Bien qu’établis il y a seulement une décennie, Frères d’Italie est un descendant du Mouvement social italien, le parti néo-fasciste fondé après la Seconde Guerre mondiale par des associés de Benito Mussolini. Pendant des décennies, les liens et les sympathies idéologiques du parti avec le dictateur en temps de guerre l’ont mis en marge de la politique italienne.

Cela a changé en 1994 lorsque Berlusconi a invité son parti successeur, l’Alliance nationale, à rejoindre sa coalition, ce qui a conduit à une série d’administrations auxquelles il a participé.

Frères d’Italie est le seul parti politique de premier plan qui est resté en dehors du gouvernement d’union nationale de Draghi depuis sa formation en février 2021, arguant qu’il était préférable d’avoir de nouvelles élections.

Cependant, Meloni a approuvé la position ferme de Draghi contre l’invasion de l’Ukraine par la Russie, semblant souvent plus favorable aux mesures dures contre Moscou que les membres de sa propre coalition.

Bien que la Ligue et Forza Italia fassent partie du gouvernement de Draghi, Berlusconi entretient depuis longtemps des liens personnels chaleureux avec Vladimir Poutine, tandis que Salvini est également un admirateur du président russe.

L’approfondissement des pressions économiques sur l’Italie alors que la guerre s’éternise pourrait accélérer un changement d’approche du conflit ukrainien, ont déclaré des analystes.

« Les frères d’Italie ont pris une position très claire pour condamner la Russie », a déclaré Marrone. « Mais il y aura des pressions en Italie, en France et ailleurs pour donner la priorité à l’économie, lever les sanctions [on Russia] et négocier.

Mais, a-t-il souligné, même une coalition d’extrême droite ne se séparerait pas de l’Europe. « Ce ne sera pas une décision unilatérale du gouvernement italien. Ce sera une négociation au sein de l’UE », a-t-il déclaré.

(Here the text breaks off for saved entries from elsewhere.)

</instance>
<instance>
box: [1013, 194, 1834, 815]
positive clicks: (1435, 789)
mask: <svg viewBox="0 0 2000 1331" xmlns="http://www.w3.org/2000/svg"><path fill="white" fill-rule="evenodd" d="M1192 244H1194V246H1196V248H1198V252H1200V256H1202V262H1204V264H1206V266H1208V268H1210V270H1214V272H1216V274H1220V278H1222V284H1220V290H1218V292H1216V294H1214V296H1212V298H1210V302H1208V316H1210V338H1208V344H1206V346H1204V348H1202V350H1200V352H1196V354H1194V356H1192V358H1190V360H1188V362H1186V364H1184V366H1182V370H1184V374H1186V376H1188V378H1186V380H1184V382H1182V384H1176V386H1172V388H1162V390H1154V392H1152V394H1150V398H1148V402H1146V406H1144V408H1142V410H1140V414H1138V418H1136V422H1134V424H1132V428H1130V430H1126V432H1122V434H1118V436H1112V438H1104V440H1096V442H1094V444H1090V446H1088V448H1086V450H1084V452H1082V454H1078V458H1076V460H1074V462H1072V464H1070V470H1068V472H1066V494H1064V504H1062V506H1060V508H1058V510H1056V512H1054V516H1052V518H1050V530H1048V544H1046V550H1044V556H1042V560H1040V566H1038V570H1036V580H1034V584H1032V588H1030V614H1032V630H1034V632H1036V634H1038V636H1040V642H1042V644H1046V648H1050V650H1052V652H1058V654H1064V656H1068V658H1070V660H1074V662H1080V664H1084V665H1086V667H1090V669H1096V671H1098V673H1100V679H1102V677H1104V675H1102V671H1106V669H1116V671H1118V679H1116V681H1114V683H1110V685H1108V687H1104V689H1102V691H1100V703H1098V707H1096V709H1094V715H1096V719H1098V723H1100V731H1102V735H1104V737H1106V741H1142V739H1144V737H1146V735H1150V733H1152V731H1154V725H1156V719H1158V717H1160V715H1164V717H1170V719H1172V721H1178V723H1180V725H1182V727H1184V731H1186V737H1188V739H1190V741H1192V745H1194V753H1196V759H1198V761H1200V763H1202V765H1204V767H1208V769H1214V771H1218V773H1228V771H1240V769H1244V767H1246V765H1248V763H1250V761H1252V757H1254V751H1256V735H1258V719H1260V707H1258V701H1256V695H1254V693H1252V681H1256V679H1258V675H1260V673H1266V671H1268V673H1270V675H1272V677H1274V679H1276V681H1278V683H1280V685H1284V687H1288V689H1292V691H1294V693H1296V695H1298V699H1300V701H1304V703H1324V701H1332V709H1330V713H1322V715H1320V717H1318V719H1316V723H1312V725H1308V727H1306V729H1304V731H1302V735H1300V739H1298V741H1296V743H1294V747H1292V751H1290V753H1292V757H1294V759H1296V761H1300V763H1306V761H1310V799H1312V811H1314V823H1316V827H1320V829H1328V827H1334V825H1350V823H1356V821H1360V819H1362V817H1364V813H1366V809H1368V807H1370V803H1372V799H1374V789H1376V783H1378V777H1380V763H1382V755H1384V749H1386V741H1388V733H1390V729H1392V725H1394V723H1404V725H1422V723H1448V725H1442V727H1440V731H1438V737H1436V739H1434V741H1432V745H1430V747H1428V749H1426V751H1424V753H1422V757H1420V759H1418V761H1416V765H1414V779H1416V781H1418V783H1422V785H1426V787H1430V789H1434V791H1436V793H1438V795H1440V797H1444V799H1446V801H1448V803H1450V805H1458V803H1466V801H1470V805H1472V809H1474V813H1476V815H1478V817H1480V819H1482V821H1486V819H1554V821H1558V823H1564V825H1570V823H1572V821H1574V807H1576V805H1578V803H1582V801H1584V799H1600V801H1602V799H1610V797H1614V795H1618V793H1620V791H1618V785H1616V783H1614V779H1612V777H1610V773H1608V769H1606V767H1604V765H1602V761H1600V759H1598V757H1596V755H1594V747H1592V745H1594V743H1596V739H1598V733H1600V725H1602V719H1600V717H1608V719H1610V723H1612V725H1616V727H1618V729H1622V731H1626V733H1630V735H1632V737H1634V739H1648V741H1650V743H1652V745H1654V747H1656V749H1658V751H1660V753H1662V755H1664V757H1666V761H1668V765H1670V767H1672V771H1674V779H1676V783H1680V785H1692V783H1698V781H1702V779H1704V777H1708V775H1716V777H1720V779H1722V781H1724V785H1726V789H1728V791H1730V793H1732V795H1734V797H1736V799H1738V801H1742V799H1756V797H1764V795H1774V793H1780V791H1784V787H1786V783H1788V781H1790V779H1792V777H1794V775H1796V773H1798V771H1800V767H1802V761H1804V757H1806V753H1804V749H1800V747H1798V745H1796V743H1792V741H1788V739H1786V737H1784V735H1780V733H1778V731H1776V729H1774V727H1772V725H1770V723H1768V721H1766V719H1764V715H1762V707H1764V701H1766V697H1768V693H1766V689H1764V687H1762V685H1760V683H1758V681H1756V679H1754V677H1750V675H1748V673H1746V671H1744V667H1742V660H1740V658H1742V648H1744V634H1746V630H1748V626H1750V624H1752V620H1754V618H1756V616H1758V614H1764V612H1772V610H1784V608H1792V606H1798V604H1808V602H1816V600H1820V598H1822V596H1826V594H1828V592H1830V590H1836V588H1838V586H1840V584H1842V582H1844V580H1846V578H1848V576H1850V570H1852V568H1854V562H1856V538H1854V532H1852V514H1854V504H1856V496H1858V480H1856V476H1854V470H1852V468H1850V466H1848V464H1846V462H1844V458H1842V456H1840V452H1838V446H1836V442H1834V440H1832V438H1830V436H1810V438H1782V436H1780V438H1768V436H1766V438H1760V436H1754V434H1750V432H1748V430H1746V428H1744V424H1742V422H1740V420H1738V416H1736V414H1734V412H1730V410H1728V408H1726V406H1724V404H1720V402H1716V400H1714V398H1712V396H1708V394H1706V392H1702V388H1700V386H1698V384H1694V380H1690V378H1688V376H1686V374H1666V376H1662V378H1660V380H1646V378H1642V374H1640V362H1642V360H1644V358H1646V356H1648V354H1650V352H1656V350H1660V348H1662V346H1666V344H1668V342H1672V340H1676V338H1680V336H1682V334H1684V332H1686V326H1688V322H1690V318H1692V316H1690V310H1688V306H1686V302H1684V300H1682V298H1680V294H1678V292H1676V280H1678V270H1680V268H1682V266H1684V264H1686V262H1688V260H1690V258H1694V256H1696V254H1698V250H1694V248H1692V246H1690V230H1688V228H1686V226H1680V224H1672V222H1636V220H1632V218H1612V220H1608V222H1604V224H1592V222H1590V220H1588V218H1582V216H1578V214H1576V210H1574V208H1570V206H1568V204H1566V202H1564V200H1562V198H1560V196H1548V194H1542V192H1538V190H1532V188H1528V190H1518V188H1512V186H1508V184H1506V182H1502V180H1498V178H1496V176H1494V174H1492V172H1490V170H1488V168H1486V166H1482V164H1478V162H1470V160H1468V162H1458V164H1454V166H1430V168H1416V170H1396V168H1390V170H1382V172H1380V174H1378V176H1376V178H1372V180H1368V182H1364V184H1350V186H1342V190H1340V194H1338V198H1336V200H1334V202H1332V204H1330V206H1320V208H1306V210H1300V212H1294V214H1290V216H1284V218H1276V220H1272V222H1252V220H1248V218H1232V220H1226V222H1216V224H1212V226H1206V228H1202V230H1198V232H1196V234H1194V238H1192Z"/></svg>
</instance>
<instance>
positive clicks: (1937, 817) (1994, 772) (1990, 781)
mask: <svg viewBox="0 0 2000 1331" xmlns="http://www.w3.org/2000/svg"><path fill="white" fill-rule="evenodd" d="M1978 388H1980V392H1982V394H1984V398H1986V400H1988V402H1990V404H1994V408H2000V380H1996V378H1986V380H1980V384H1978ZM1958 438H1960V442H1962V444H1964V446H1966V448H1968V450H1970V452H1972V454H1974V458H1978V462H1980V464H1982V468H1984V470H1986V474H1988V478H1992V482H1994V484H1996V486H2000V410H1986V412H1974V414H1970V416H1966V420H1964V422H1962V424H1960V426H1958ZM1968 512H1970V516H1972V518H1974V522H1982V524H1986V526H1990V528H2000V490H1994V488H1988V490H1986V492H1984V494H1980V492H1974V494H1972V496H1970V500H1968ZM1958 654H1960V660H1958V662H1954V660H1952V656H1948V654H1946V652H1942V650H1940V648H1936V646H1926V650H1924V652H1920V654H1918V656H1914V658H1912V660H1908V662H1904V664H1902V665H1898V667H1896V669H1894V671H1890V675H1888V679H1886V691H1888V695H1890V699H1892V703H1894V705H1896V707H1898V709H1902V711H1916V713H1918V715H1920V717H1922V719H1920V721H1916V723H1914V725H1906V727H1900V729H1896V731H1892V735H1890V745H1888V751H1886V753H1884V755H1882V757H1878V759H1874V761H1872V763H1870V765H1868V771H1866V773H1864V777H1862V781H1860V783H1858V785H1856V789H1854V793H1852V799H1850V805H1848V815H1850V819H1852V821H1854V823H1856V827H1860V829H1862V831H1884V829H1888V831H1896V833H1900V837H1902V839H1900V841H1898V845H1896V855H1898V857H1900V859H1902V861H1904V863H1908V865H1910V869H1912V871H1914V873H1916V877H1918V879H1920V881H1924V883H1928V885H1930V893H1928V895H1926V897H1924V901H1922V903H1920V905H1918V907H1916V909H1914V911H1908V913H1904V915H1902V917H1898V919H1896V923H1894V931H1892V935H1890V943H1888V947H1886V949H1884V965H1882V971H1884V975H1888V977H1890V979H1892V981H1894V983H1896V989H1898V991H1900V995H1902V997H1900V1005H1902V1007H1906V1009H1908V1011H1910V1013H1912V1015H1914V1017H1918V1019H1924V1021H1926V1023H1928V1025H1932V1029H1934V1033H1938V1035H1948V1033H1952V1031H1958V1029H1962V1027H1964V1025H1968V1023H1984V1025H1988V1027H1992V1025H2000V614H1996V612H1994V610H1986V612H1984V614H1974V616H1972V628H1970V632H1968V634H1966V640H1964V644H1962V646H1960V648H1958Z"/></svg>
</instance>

Silvio Berlusconi et Giorgia Meloni organisent un meeting électoral à Rome le 27 mars 2008
Silvio Berlusconi et Giorgia Meloni organisent un meeting électoral à Rome le 27 mars 2008 © Vincenzo Pinto/AFP/Getty Images

Meloni, qui est active dans la politique de droite depuis son adolescence, a été ministre de la Jeunesse dans le gouvernement Berlusconi de 2008 à 2011. Mais Brothers of Italy – connu pour sa position anti-migration et ses valeurs familiales très conservatrices – est dans l’opposition depuis sa formation en 2012 dans le cadre d’une scission du parti.

Même si les électeurs italiens remettaient un mandat aux partis d’extrême droite, les analystes ont averti que cela n’offrirait aucune garantie de stabilité étant donné la rivalité personnelle entre Meloni et Salvini.

La Ligue a remporté environ un tiers du vote populaire lors des élections au Parlement européen en 2019, mais a perdu un soutien considérable au profit des Frères d’Italie, car Meloni est devenu la voix dominante de l’opposition tout en apparaissant plus sérieux que Salvini.

« La grande question est de savoir si Salvini est prête à se retirer et à lui permettre d’être Premier ministre », a déclaré Albertazzi. Mais, a-t-il ajouté, « même s’ils l’acceptent et qu’un gouvernement est formé, ils commenceront à se chamailler après quelques mois ».

Roberto D’Alimonte, professeur de sciences politiques à l’Université Luiss de Rome, a prédit que Salvini et Berlusconi tenteraient de contrecarrer Meloni en arguant qu’elle n’était pas qualifiée pour diriger le gouvernement.

«Ils utiliseront n’importe quel argument. . . mais la vraie raison est qu’ils ne veulent pas que les Frères d’Italie deviennent plus forts », a-t-il déclaré.